Realization of a centralized datahub and a modular framework for managing and modelling data

Scenario

Technology Reply supports the customer in all phases to realize centralized Data Lake, from design to implementation, during the realization of all needed services and during the data preparation useful for its queries. The goal is to manage in a performant way, inside a single Data Platform, all data belonging to different Banks, in order to guarantee the same functionalities to all customers.

In particular, the centralized datalake, named Data Hub, contains data received from different sources. In this way, each user can utilize a unique environment for data consulting and querying.

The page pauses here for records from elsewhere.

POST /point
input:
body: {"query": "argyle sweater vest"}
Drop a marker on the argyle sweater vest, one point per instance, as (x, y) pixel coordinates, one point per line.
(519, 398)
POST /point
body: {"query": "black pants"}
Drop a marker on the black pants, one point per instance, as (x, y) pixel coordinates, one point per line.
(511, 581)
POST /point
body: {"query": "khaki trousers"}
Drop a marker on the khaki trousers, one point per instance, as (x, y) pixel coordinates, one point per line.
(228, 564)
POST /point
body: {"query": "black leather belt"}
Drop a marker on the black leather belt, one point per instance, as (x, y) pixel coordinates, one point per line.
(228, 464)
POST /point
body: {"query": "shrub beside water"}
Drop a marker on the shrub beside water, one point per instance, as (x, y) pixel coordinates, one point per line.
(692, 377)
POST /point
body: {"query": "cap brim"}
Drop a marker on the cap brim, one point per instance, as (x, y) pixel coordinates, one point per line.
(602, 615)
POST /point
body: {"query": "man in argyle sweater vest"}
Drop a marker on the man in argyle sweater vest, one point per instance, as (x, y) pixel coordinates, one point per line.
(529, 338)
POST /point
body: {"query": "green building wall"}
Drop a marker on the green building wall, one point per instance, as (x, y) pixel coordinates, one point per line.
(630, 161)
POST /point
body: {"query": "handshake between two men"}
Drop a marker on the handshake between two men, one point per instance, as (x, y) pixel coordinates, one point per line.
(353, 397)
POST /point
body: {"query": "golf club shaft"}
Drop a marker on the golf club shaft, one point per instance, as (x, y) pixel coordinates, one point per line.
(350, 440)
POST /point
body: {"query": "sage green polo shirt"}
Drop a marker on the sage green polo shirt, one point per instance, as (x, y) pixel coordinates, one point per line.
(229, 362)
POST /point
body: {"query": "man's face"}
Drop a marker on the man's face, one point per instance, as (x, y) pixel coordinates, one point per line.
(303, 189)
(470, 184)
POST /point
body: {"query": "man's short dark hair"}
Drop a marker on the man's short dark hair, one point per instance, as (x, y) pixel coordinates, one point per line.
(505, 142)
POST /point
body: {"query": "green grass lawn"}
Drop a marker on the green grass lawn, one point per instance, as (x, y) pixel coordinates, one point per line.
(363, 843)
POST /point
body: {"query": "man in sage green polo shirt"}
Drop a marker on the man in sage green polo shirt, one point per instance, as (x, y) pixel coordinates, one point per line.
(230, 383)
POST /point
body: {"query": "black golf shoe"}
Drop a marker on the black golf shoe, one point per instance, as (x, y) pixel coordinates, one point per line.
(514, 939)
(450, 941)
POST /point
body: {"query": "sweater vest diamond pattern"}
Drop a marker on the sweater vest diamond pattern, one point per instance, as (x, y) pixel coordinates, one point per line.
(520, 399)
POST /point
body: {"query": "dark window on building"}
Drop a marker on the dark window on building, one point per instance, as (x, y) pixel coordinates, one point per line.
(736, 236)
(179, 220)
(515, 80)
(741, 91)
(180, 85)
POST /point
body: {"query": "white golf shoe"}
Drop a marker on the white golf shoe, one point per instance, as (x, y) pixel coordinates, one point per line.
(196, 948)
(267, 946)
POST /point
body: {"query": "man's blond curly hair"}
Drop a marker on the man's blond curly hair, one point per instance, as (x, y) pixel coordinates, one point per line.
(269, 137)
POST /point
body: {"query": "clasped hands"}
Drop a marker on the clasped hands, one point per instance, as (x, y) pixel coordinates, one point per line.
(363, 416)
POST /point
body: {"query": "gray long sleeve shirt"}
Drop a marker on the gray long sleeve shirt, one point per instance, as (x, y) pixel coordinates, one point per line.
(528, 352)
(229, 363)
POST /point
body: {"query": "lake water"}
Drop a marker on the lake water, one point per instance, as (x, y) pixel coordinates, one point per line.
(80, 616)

The Data Hub supplies several services in different use cases:

  • Data Processing and Modelling
  • User interface in order to include new data
  • Analytics tools aiming querying data

The framework is centralized, modular and configurable. It allows, through cloud services:

  • Receiving Data and processing them through event scheduling
  • Processing large amount of data
  • Modelling information in order to give easy access through Analytics Tools

The framework includes different processing layers, each with different goal.

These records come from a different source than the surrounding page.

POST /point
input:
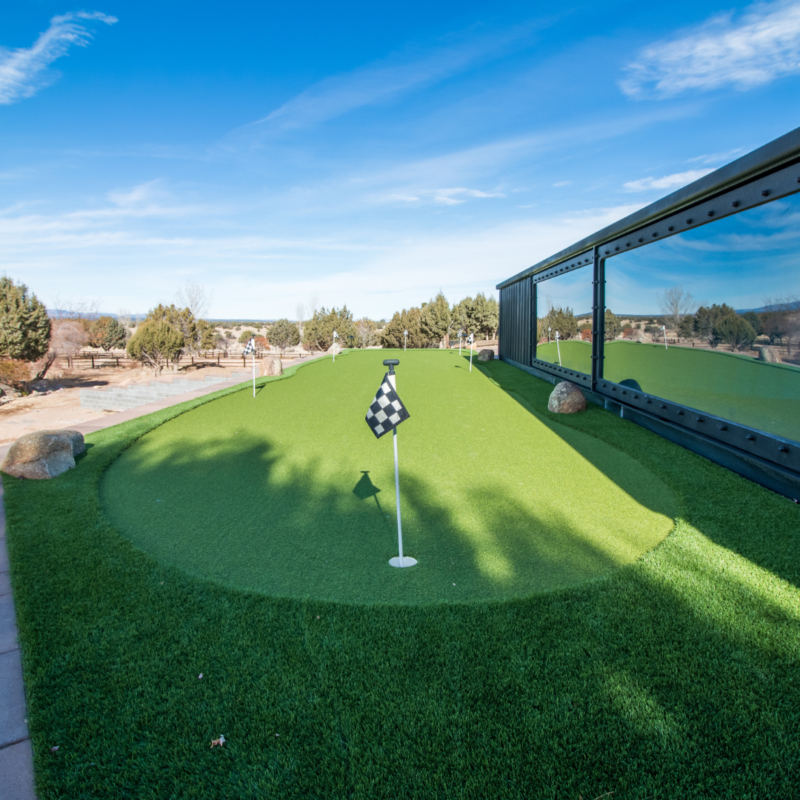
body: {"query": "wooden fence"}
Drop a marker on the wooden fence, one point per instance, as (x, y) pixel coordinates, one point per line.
(216, 358)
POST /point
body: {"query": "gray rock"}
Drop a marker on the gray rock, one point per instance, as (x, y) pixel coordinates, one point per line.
(566, 398)
(43, 454)
(271, 365)
(769, 354)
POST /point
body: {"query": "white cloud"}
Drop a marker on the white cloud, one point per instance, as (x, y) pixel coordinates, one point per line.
(667, 181)
(24, 71)
(764, 44)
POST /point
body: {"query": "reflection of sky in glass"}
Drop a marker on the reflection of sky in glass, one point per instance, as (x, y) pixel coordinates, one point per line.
(744, 261)
(571, 290)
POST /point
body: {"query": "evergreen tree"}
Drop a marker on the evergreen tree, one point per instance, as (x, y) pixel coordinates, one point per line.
(283, 334)
(436, 320)
(24, 325)
(155, 343)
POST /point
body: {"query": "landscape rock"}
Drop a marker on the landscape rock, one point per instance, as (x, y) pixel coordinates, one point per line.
(566, 398)
(43, 454)
(769, 354)
(271, 365)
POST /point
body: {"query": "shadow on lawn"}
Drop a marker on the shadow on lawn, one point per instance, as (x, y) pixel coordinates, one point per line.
(248, 517)
(762, 529)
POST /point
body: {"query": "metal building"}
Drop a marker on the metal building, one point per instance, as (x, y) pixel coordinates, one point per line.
(708, 232)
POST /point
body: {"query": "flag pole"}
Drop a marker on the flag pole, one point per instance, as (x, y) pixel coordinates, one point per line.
(400, 561)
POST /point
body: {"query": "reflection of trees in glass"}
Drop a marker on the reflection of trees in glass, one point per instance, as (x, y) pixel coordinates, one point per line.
(676, 304)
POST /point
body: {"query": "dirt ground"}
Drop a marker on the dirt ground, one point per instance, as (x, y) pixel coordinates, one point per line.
(57, 402)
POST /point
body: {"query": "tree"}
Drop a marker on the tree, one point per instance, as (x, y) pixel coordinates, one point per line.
(686, 328)
(156, 343)
(436, 319)
(611, 326)
(106, 332)
(284, 334)
(485, 314)
(735, 331)
(410, 320)
(25, 327)
(318, 333)
(675, 303)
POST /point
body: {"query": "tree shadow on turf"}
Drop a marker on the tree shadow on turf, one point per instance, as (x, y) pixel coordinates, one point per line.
(770, 537)
(242, 515)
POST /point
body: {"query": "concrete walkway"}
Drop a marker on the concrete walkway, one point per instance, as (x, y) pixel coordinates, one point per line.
(16, 752)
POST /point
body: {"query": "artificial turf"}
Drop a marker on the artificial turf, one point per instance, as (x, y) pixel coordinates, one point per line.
(289, 492)
(675, 676)
(737, 387)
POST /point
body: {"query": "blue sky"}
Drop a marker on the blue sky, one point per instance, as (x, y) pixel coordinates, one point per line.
(368, 155)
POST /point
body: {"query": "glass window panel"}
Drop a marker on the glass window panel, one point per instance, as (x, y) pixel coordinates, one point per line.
(564, 305)
(728, 296)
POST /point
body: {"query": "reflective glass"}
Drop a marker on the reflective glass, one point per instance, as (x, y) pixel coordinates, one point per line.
(564, 306)
(728, 297)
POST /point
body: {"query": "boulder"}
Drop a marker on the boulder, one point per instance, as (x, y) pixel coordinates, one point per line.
(43, 454)
(769, 354)
(271, 365)
(566, 398)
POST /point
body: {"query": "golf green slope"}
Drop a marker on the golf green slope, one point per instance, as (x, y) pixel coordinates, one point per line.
(290, 494)
(739, 388)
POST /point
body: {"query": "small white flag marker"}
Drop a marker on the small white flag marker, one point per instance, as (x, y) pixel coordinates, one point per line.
(385, 413)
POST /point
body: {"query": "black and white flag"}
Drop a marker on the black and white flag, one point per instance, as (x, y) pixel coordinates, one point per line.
(386, 411)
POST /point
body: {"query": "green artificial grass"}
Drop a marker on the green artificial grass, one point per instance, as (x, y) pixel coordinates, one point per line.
(675, 676)
(754, 393)
(291, 494)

  • First Layer: Receiving and checking data in order to automatically identify issues related to sources
  • Second Layer: Formal/technical checks adding data type
  • Third/Core Layer: Applying historical logics
  • Fourth/Modeled Layer: Containing all the models useful for querying

These layers are implemented through different technologies based on needs and goal of each single use case. In particular, the tools are:

  • Postgres for relational data
  • Key-value technology
  • Hadoop for large amount of data

The framework consists in a modular structure. Each component is a different module with a specific goal. This modular approach guarantess different benefits in terms of extension of the solution and new functionalities integration. Each module is implemented through Open Source technologies, like PySpark, in order to guarantee the reuse. The entire framework is driven through centralized metadata structures in order to speed up new processing flow and easy control the processes. The technology used is Postgres DB.

Advantages

The platform can be implemented through Cloud Native Services giving the following advantages:

  • Best management in terms of reliability and services availability
  • Optimal dimension infrastructure, pay per use

The Framework modularity gives us the opportunity to easily adjust it with new add-ons depending on our customers needs. Possible extensions are:

  • Data quality
  • Encrypted information and GDPR
  • Flow integration

Metadata structures, used to guide processes, can be queried in order to create easily Data Lineage: In particular, it is possible to obtain mode and transformation applied during the creation of different models.


Solution

Data Hub realization, including the framework described, allows to manage in a more intuitive way processes and creation of models needed to users analysis. Technology Reply supports the customer in all the phases, from Platform analysis, Process identification and implementation.